Today I clocked in at 5am and finished at 3pm, and in that time we had flights lasting a total of five hours. Those five hours are all I will get paid for even though I was at work for a total of 10 hours.
Public address systems
Technically we are not allowed to use the public-address systems on the early-morning or late-night flights, but we are given no choice to use them, because we have to sell products to passengers, and if we don’t sell enough we will be disciplined; we will be called to Dublin and forced to explain ourselves.
Today on my early-morning flight the average-spend-per-passenger target was just over €1. If there are 180 people on the plane that means that the four crew have to generate sales of €180. It is almost impossible to reach that target. And they tell us that if want to get back to a base in our home country, or if we want to get promoted, or if we want to swap a day with another colleague so we can go to the wedding of our brother, then we have to reach our targets.

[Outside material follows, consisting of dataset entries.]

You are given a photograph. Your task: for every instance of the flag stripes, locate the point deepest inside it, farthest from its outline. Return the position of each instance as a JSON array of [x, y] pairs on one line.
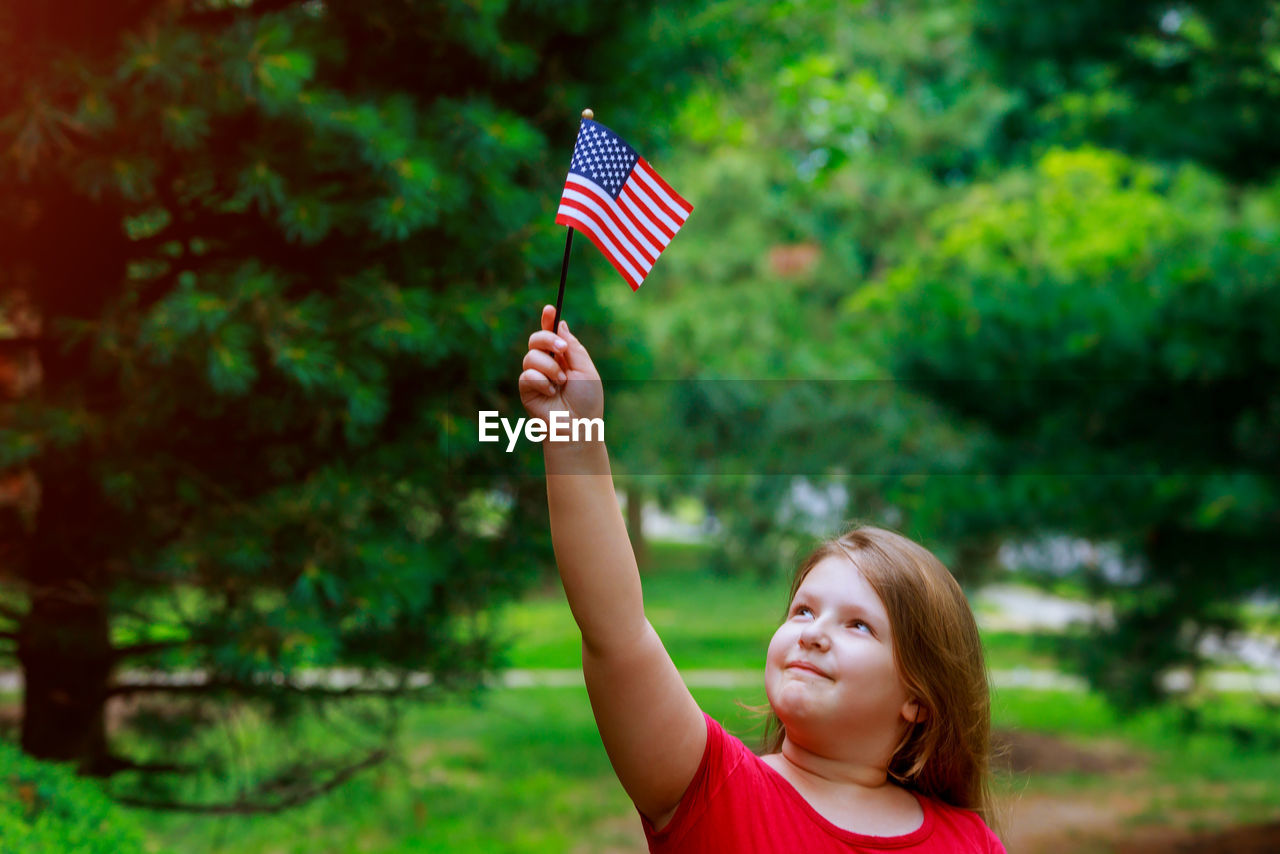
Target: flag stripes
[[632, 217]]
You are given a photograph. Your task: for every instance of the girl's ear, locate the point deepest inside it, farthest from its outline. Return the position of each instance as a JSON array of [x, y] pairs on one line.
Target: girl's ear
[[914, 712]]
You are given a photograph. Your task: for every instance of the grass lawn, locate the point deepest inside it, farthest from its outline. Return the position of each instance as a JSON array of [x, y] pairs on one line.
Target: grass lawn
[[522, 770]]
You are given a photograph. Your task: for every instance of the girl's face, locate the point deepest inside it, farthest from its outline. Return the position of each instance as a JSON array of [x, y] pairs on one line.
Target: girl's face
[[830, 672]]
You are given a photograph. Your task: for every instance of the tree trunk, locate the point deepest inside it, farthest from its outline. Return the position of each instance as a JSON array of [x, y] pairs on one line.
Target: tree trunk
[[65, 656], [635, 525]]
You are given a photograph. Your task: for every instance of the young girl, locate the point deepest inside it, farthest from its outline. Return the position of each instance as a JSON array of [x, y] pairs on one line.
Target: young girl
[[876, 679]]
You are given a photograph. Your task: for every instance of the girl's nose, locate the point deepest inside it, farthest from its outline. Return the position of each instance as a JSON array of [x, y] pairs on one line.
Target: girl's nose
[[814, 636]]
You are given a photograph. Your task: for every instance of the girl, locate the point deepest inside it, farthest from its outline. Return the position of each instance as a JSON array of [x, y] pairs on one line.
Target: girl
[[876, 680]]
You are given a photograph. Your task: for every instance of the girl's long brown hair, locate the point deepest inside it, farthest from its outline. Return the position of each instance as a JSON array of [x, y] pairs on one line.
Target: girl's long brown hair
[[938, 656]]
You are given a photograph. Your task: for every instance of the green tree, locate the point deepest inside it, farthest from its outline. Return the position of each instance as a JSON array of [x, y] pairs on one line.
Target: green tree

They don’t give us realistic sales targets. That is why on a 75-minute flight we might have three trolley services plus the gift cart plus the scratch cards.
But they don’t give us realistic targets, because they know that if they give us realistic targets, and we reach them, then we might relax – and they don’t want us to relax. That is why on a 75-minute flight we might have three trolley services plus the gift cart plus the scratch cards.
We always bring our own food and water on the planes, but the problem is that sometimes a flight is delayed, and we might be stranded in another base or a country far away, so we will have to pay for sandwiches on board at a cost of €5. And we have to buy the bottled water at a cost of €3.